FX’s upcoming The People v. O.J. Simpson: American Crime Story — not to be confused with ABC’s American Crime, also an anthology — is already looking to its future. The Ryan Murphy series will start its inaugural run by focusing on the O.J. Simpson trial, but Murphy and the show’s other producers (Nina Jacobson and Brad Simpson) have apparently settled on plans for the second season (which seems typical of Murphy’s early mega-enthusiasm for his projects).
Even though The People v. O.J. Simpson’s popularity hasn’t been proven yet, let’s be real — Americans really love true crime stories. We have an entire network devoted to it (Investigation Discovery), as well as the pervasive popularity of NBC’s Dateline, the cultural juggernauts of NPR’s Serial podcast last year (focusing on the little-known case of Adnan Syed), HBO’s documentary series The Jinx, and Netflix’s recent documentary Making a Murderer, all of which seem to indicate we’re reaching Peak True Crime TV. (The idea is also fairly disconcerting).
According to THR, Jacobson says the hope for their series is to cut through the noise:
There is plenty of true crime stuff available on TV, but [this is about] the degree to which certain pieces come to stand for much more.
Murphy revealed that Hurricane Katrina and its aftermath will serve as the focus of Season 2 (which has not been officially ordered yet), and would follow six to eight characters in order to examine all sides of the tragedy.

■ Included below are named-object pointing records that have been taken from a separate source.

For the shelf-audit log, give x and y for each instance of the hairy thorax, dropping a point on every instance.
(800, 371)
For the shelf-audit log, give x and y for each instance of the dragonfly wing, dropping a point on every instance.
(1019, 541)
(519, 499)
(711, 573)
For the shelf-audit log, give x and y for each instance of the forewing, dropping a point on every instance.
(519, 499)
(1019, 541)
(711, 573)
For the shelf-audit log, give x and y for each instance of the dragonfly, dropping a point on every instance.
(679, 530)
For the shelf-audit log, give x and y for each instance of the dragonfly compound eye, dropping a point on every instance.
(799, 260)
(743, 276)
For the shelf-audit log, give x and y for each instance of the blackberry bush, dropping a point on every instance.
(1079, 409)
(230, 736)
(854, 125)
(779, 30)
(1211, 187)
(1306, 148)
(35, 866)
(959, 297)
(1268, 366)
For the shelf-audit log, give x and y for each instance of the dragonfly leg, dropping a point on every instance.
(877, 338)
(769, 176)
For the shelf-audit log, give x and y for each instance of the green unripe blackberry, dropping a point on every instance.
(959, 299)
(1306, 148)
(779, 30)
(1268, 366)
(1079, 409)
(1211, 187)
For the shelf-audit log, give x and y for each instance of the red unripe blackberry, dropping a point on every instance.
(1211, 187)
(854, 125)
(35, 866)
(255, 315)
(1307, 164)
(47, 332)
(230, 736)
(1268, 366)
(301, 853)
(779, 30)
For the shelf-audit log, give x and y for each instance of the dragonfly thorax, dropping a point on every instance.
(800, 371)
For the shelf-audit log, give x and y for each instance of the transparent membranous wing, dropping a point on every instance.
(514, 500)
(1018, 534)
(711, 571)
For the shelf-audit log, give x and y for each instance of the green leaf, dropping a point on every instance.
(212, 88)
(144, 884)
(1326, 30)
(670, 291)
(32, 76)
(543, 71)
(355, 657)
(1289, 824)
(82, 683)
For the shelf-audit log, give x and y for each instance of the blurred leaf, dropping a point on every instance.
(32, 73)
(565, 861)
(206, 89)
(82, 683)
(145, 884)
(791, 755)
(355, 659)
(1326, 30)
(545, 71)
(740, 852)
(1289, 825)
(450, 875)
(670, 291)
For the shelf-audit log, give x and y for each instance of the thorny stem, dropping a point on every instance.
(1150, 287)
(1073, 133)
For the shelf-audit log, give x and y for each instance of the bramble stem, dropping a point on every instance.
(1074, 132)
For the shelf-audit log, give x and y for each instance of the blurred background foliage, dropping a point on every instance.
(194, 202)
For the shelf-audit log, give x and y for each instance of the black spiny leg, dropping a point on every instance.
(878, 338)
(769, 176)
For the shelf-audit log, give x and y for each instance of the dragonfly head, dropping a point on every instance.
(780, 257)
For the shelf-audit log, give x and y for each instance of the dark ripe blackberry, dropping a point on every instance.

So … Treme. Except not David Simon, so … American Crime. If you aren’t familiar with the latter, the ABC series spends a season looking at a (fictional) case through the lens of multiple characters, trying to pin down a truth that may never be found (or at least agreed upon), and essentially destroying everyone in the process. I didn’t love it, though at the time I praised its ambitions. Still, its execution was a slog. (I did love Treme, which wasn’t perfect, but was a fascinating journey).
Murphy went on to say that,
I want this show to be a socially conscious, socially aware examination of different types of crime around the world,” he said. “And in my opinion, Katrina was a f—ing crime — a crime against a lot of people who didn’t have a strong voice and we’re going to treat it as a crime. That’s what this show is all about.
The producers did note, however, that “O.J. is a hard act to follow.”
The People v. O.J. Simpson, starring Cuba Gooding, Jr., John Travolta, Courtney B. Vance, David Schwimmer, and Sarah Paulson, premieres Tuesday, February 2nd on FX.